Pretreatment with 0.1 microg HNG (intracerebroventricularly) 30 minutes before ischemia reduced cerebral infarct volume from 56.2+/-3.0% to 26.1+/-1.4% (P<0.01). HNG posttreatment after 4 hours of reperfusion reduced cerebral infarct volume to 45.6+/-2.6% (P<0.05). Pretreatment with 1 microg HNG (intraperitoneally) 1 hour before ischemia or posttreatment after 2 hours of reperfusion reduced cerebral infarct volume significantly. HNG also significantly improved neurological function and inhibited both neuronal apoptosis as well as poly(ADP-ribose) polymerase activation. A significant decrease of phospho-ERK was observed in mice treated with HNG, whereas phospho-JNK and phospho-p38 levels were not altered.
Our results demonstrate that HNG protects against cerebral ischemia/reperfusion injury in mice. HNG offers neuroprotection in vivo at least in part by inhibiting ERK activation. These findings suggest a potential therapeutic role for HNG in the treatment of stroke.

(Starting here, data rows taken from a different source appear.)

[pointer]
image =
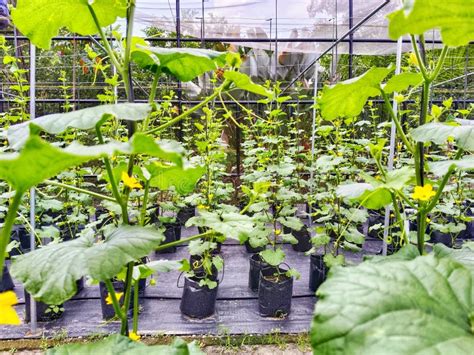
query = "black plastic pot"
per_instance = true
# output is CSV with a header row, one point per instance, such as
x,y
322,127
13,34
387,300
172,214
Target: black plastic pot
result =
x,y
274,296
256,264
198,269
317,271
172,234
197,301
443,238
44,312
303,236
6,283
251,249
185,214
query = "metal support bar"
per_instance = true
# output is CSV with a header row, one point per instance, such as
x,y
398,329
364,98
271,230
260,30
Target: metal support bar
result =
x,y
33,315
393,137
352,30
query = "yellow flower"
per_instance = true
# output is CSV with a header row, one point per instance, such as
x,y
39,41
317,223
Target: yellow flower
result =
x,y
134,336
108,299
130,181
413,60
423,193
7,312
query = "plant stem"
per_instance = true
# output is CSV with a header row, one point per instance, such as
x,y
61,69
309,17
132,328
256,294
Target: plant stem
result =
x,y
115,302
111,176
108,48
8,225
135,307
190,111
78,189
397,122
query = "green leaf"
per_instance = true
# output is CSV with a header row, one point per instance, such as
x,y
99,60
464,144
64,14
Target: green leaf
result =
x,y
182,179
41,20
453,18
462,131
347,99
143,271
440,168
184,64
84,119
229,224
243,81
273,257
403,81
39,161
118,344
369,308
50,273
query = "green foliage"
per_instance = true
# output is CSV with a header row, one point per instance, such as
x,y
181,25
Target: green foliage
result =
x,y
84,119
367,309
49,274
347,99
462,131
184,64
454,18
41,20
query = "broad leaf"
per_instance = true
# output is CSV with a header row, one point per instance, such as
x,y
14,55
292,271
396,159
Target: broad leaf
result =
x,y
49,274
347,99
396,307
184,64
41,20
462,131
243,81
39,161
118,344
453,18
84,119
229,224
403,81
440,168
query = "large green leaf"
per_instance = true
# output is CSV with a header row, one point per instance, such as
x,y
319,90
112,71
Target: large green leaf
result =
x,y
185,64
422,306
49,274
39,160
229,224
440,168
243,81
347,99
462,131
453,17
118,344
41,20
84,119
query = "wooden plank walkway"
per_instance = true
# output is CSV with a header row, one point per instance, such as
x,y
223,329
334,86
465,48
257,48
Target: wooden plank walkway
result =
x,y
236,307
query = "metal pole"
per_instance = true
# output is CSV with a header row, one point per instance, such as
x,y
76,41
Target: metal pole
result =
x,y
276,40
355,28
313,138
351,36
391,156
33,318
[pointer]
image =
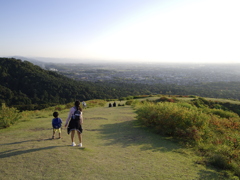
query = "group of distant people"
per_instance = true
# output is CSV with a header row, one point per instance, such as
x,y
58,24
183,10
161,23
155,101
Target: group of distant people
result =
x,y
73,122
112,105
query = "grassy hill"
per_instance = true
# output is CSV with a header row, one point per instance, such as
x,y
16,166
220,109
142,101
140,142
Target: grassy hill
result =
x,y
116,147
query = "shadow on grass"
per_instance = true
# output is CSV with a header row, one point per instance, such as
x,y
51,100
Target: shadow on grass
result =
x,y
130,133
19,142
15,152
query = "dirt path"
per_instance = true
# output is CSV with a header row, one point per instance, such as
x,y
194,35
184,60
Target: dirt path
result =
x,y
116,147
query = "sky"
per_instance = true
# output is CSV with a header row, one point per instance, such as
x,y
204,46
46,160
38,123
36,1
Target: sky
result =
x,y
177,31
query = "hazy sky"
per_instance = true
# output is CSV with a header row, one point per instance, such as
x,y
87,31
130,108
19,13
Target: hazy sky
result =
x,y
126,30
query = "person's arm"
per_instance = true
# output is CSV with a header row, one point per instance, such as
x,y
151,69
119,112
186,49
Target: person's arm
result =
x,y
69,116
81,119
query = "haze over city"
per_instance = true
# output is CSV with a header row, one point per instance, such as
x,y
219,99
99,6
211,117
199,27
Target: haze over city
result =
x,y
182,31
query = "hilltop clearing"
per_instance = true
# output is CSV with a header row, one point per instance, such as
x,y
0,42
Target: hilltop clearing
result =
x,y
116,147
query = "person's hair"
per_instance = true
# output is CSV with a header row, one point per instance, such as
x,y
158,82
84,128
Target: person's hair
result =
x,y
77,105
55,114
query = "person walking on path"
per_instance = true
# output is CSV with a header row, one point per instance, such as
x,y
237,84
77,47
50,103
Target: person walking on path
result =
x,y
74,123
56,124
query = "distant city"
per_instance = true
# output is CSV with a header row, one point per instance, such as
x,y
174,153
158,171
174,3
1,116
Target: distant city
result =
x,y
180,74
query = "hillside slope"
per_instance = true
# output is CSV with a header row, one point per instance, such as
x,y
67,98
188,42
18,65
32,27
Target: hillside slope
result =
x,y
116,147
28,86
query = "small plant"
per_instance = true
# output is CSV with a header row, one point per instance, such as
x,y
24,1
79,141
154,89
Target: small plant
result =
x,y
8,116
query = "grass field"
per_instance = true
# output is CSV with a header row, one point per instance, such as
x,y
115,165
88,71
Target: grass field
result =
x,y
116,148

人胰岛素(HN)是一种由24个氨基酸组成的肽,以其保护神经元免受阿尔茨海默病相关蛋白损伤的能力而闻名。本研究探讨了HNG(HN的一种有效形式)对小鼠局灶性脑缺血/再灌注损伤的神经保护作用。
小鼠大脑中动脉闭塞75分钟,随后再灌注24小时。在缺血前30分钟用0.1微克HNG(脑室内注射)对小鼠进行预处理;在缺血后0、2、4和6小时进行后处理;或在缺血前1小时用1微克HNG(腹腔注射)进行预处理。评估神经功能缺损和脑梗死体积。分别通过TUNEL和蛋白质印迹分析测量神经元凋亡和活化的聚(ADP - 核糖)聚合酶表达。通过蛋白质印迹分析检测活化的细胞外信号调节激酶(ERK)。
缺血前30分钟用0.1微克HNG(脑室内注射)预处理可使脑梗死体积从56.2±3.0%降至26.1±1.4%(P<0.01)。再灌注4小时后用HNG进行后处理可使脑梗死体积降至45.6±2.6%(P<0.05)。缺血前1小时用1微克HNG(腹腔注射)预处理或再灌注2小时后进行后处理可显著降低脑梗死体积。HNG还显著改善神经功能,并抑制神经元凋亡以及聚(ADP - 核糖)聚合酶活化。在用HNG处理的小鼠中观察到磷酸化ERK显著降低,而磷酸化JNK和磷酸化p38水平未改变。
我们的结果表明,HNG可保护小鼠免受脑缺血/再灌注损伤。HNG至少部分通过抑制ERK活化在体内提供神经保护作用。这些发现提示HNG在中风治疗中具有潜在的治疗作用。